Shouldn't the second variation also allocate 2 bytes of memory for s and thus have enough memory to copy "b" there?
No, char *s is pointing to a static memory address containing the string "a" (writing to that location results in the segfault you are experiencing) whereas char s[2]; itself provides the space required for the string.
If you want to manually allocate the space for your string you can use dynamic allocation:
char *s = strdup("a"); /* or malloc(sizeof(char)*2); */
strcpy(s,"b");
printf("%s",s); /* should work fine */
Don't forget to free() your string afterwards.

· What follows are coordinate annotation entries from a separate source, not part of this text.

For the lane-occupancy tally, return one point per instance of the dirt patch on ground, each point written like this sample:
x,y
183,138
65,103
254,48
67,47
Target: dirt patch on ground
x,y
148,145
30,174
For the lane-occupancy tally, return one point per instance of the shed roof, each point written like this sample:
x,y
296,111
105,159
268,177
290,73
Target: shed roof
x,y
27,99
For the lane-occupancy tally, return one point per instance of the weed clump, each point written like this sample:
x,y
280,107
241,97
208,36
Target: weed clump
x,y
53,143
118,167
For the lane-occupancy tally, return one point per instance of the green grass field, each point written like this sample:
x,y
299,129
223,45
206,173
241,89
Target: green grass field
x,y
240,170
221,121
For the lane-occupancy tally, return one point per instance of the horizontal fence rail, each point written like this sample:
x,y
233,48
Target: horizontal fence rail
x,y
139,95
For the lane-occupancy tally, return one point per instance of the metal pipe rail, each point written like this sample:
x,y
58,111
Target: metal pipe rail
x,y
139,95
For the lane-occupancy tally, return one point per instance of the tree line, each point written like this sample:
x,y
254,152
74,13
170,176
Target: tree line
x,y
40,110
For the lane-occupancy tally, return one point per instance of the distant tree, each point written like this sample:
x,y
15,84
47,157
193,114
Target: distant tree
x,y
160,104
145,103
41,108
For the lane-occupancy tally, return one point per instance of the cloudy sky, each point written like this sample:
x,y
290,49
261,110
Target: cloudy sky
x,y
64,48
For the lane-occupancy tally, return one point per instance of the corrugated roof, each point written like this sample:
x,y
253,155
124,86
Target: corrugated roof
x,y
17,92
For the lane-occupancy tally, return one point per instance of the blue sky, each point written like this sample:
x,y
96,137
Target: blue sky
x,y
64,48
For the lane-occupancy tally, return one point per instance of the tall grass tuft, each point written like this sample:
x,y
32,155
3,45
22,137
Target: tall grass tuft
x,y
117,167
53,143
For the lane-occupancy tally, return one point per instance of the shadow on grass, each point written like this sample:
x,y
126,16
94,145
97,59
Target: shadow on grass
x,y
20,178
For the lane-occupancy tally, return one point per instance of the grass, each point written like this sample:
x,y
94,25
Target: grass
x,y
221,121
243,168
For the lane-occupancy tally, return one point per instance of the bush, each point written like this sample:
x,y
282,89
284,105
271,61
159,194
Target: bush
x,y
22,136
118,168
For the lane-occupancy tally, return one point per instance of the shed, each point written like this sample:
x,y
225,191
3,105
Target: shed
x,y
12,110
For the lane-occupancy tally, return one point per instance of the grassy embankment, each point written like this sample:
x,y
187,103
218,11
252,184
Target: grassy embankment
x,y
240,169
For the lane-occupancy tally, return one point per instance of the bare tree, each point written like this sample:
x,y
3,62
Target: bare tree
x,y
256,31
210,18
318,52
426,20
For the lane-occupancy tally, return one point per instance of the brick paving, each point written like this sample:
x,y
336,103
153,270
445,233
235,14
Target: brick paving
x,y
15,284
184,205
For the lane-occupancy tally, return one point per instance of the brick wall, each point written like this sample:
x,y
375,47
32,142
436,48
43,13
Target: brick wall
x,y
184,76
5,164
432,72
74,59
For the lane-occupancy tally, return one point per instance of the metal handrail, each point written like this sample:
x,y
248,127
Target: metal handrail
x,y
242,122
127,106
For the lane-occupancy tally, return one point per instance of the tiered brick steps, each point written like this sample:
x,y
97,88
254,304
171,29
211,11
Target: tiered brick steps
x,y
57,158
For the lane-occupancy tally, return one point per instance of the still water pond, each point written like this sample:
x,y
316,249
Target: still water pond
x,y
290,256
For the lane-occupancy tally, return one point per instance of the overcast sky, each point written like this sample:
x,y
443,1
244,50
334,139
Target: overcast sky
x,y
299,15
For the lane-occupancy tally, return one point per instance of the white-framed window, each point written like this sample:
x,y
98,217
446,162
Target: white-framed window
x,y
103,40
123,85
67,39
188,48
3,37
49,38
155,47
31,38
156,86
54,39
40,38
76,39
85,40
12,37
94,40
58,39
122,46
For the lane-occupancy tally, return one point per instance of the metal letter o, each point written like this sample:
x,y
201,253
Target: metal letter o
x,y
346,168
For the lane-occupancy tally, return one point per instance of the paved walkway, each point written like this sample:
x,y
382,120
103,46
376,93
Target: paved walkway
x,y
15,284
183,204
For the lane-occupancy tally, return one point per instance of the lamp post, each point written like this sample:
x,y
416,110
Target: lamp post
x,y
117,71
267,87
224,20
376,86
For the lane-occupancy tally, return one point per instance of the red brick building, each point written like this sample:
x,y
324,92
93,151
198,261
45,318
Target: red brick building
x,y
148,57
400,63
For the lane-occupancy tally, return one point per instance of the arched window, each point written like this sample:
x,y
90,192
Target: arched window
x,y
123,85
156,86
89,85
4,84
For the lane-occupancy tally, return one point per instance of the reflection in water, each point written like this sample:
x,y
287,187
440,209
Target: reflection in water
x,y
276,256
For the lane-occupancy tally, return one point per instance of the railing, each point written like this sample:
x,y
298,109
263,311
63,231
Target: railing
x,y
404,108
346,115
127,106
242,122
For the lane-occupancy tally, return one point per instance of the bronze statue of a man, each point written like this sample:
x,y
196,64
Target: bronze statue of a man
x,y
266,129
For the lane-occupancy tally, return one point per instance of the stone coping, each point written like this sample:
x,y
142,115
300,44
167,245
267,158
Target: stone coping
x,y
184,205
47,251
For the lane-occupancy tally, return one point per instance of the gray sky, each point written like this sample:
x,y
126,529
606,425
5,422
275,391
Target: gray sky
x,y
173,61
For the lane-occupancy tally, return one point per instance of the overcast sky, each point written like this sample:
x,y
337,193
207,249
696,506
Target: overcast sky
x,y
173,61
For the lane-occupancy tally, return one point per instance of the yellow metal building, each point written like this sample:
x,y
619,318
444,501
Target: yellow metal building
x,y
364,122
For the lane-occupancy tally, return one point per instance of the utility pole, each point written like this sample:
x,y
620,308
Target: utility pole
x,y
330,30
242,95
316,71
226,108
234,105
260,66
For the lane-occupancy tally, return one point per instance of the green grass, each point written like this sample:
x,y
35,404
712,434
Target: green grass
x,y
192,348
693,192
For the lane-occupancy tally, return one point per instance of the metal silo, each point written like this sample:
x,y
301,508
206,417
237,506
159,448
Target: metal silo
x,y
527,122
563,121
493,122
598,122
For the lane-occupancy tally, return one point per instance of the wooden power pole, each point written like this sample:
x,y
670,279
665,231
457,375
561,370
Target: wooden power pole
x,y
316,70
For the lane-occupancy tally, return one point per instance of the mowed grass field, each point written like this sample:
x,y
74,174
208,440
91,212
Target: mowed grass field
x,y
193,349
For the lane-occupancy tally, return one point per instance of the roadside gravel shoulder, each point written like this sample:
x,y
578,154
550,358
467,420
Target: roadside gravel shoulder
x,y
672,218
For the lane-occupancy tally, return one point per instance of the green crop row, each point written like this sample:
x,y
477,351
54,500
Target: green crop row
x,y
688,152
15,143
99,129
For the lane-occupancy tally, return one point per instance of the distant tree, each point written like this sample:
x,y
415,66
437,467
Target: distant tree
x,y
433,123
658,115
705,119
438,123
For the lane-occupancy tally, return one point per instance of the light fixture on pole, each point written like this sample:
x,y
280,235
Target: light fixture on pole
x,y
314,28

Altogather a different way/answer : I think the mistake is that you are not creating a variable the pointer has to point to and hence the seg fault.
A rule which I follow : Declaring a pointer variable will not create the type of variable, it points at. It creates a pointer variable. So in case you are pointing to a string buffer you need to specify the character array and a buffer pointer and point to the address of the character array.
Say I do initialize an array like this:
char a[]="test";
What's the purpose of this? We know that the content might immediately get changed, as it is not allocated, and thus why would someone initialize the array like this?
To clarify, this code is wrong for the reasons stated by the OP:
char* a;
strcpy(a, "test");
As noted by other responses, the syntax "char a[] = "test"" does not actually do this. The actual effect is more like this:
char a[5];
strcpy(a, "test");
The first statement allocates a fixed-size static character array on the local stack, and the second initializes the data in it. The size is determined from the length of the string literal. Like all stack variables, the array is automatically deallocated on exiting the function scope.
The purpose of this is to allocate five bytes on the stack or the static data segment (depending on where this snippet occurs), then set those bytes to the array {'t','e','s','t','\0'}.
This syntax allocates an array of five characters on the stack, equivalent to this:
char a[5] = "test";
The elements of the array are initialized to the characters in the string given as an initializer. The size of the array is determined to fit the size of the initializer.
It is allocated. That code is equivalent to
char a[5]="test";
When you leave the number out, the compiler simply calculates the length of the character-array for you by counting the characters in the literal string. It then adds 1 to the length in order to include the necessary terminating nul '\0'. Hence, the length of the array is 5 while the length of the string is 4.
The array is allocated; its size is inferred from the string literal being used to initialize it (5 chars total).
Had you written
char *a = "test";
then all that would get allocated would be a pointer variable, not an array (the string literal "test" lives in memory such that it's allocated at program startup and held until the program exits).